Now, he updates his comments at the public hearing for the regulation that will formally adopt the proposed revision with examples of how his rich social studies presentations today for his fifth-grade students will be trashed by Kentucky’s proposed social studies standards revision.
Donnie first discusses how rich his current instructional program really is. He then discusses how the proposed changes to elementary school social studies will eliminate a huge amount of important material for elementary school students and finally explains that this is driven by unproved fad education notions about how social studies is best taught.
Clearly, the new proposal needs to go back to the shop for a lot more work, including adding back in many missing historical personages like Abe Lincoln, Martin Luther King, and a host of others.
I have also chimed in with some of my concerns, which you can read by clicking here.
But, give a listen to teacher Wilkerson’s comments and see how his really cool classes in history are about to get turned on their ear if intelligent people don’t act.
By the way, while the public comment period on the regulation has now closed, you can always contact state board of education members to urge them to pull these not-ready-for-prime-time standards back and do more work on them.
Individual board member e-mail addresses are found here.

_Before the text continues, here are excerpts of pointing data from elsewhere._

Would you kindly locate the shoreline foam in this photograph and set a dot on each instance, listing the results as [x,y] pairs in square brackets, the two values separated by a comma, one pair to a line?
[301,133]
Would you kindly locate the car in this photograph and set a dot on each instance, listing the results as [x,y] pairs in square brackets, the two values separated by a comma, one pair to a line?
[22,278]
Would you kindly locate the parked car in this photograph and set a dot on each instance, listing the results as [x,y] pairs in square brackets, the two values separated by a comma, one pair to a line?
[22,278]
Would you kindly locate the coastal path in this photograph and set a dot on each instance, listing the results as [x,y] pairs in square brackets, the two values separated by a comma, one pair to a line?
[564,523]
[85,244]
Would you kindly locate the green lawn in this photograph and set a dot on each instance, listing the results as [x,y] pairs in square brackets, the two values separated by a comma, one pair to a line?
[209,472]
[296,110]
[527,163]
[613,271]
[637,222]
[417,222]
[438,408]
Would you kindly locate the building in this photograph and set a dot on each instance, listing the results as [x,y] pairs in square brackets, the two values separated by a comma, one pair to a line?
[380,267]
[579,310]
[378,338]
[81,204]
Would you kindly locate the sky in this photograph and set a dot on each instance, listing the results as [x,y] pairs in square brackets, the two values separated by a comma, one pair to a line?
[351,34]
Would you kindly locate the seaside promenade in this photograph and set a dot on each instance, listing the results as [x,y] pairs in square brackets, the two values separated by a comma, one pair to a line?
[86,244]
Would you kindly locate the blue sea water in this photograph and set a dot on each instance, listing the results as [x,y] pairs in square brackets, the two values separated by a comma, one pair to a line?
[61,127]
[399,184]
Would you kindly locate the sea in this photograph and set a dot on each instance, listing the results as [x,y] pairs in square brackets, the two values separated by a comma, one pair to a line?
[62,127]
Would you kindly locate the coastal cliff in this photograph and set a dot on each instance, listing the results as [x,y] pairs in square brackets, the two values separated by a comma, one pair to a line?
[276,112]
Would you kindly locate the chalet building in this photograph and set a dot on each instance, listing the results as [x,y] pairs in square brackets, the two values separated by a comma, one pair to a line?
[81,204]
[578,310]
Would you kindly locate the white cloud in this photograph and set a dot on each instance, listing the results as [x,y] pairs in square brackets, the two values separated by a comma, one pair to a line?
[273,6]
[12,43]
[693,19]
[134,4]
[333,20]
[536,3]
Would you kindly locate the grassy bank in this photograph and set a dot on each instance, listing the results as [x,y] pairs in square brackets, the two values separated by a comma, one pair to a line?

Also, the regulation that adopts the new standards still has to go before several legislative committees. Those legislators will need to make it clear that Kentucky doesn’t want formal mention of people like Abe Lincoln, Dr. Martin Luther King, Jr., Benjamin Franklin and a host of others to be dropped from our social studies standards.
Actually, I don’t think any legislator would want to have to go home to his or her constituents and explain how that happened. Do you?